Reference implementation of real-time autoregressive wavenet inference

BSD 3-Clause "New" or "Revised" License

735 stars 126 forks source link

Is it possible to use it without Cooperative Kernel? (regardless of performance loss) (it works) #36

Closed engiecat closed 6 years ago

engiecat commented 6 years ago

Firstly, Thank you for developing this repos :)

I've been trying to develop a Windows port of this repos, and I managed to build the pytorch version of this using MSVC, and I had met with CUDA error 71 (cudaErrorNotSupported). (I'm currently using GTX1060 6GB on Windows 10 with CUDA 9.0)

The error was tracked to https://github.com/NVIDIA/nv-wavenet/blob/0822dc523b0873f4d9cabd24364787dcb01377a2/nv_wavenet_persistent.cuh#L529

Via https://devtalk.nvidia.com/default/topic/1022751/cuda-setup-and-installation/gtx-1080-does-not-support-cooperative-kernel-launch-/, I discovered that co-op kernel is only available with linux or Windows in TCC mode.

Would it be possible to use in non-coop kernel (change cudaLaunchCooperativeKernel to cudaLaunchKernel), and if possible, how much performance loss would there be?

engiecat commented 6 years ago

I tested with Tesla P40 @ Ubuntu 16.04 machine and discovered that it runs quite okay. Time measurement Without Coop: real 0m8.093s user 0m5.840s sys 0m2.316s

With Coop: real 0m8.089s user 0m5.888s sys 0m2.260s

engiecat commented 6 years ago

The problem is, it still doesn't run in my windows machine, with GPUassert: unspecified launch failure with cudaDeviceSynchronize https://github.com/NVIDIA/nv-wavenet/blob/0822dc523b0873f4d9cabd24364787dcb01377a2/pytorch/wavenet_infer.cu#L98

Maybe due to WDDM TDR feature, but it didn't recover for 20+ minutes so there seems to be a problem.

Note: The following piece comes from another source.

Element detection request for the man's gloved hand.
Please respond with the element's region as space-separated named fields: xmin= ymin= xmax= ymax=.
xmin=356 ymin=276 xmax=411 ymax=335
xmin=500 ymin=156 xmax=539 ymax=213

BrianPharris commented 6 years ago

Changing cudaLaunchCooperative to cudaLaunch will not affect performance, but it will prevent the CUDA driver from being able to guarantee simultaneous execution of the synchronizing threads. This could lead to deadlock.

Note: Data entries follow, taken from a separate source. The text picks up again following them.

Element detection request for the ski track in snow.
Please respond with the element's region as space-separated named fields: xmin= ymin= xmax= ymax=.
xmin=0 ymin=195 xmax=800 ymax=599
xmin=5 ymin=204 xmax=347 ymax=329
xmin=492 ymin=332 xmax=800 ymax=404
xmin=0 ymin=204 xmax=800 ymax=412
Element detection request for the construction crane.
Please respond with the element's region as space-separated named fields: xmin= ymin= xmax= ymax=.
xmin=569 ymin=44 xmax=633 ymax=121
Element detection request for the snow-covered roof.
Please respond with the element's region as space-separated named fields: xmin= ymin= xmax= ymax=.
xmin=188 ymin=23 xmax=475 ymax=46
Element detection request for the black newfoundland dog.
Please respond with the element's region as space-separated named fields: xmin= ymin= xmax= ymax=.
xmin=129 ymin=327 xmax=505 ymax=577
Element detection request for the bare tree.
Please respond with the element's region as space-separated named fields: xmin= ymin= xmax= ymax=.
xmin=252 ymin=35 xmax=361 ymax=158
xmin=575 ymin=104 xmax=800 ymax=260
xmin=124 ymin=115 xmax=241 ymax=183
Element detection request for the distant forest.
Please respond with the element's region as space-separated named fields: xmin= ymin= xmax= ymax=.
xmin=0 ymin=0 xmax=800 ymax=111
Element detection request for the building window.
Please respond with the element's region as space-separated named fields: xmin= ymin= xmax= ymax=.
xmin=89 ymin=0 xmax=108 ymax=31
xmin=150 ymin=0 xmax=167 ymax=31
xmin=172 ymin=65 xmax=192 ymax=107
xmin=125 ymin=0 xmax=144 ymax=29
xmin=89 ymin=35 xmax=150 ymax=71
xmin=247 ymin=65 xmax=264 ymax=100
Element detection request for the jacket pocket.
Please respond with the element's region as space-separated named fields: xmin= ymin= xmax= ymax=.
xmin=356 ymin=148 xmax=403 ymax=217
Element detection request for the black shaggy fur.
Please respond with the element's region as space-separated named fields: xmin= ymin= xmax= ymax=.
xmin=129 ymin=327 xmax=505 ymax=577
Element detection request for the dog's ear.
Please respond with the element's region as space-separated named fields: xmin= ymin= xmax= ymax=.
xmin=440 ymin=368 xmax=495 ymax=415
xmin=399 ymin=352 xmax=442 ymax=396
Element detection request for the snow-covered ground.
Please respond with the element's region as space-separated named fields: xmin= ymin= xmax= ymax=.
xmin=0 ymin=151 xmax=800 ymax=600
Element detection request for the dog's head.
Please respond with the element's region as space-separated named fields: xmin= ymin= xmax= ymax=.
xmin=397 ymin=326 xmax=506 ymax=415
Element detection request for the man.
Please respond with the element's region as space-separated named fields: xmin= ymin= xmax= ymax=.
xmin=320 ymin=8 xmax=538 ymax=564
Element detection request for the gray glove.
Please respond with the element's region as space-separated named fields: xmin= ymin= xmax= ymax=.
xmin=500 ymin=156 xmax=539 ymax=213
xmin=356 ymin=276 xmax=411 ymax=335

The single-block variant does not require cooperative groups.

engiecat commented 6 years ago

@BrianPharris That's probably why it hangs with windows. Thank you for the information!

engiecat commented 6 years ago

It works with single block variant! Thank you!

eric-haibin-lin commented 6 years ago

@BrianPharris I don't see any explicit usage of thread_group/block synchronization with cooperative group in the persistent kernel. Would using that make synchronization cost lower (instead of using spin lock with global memory)?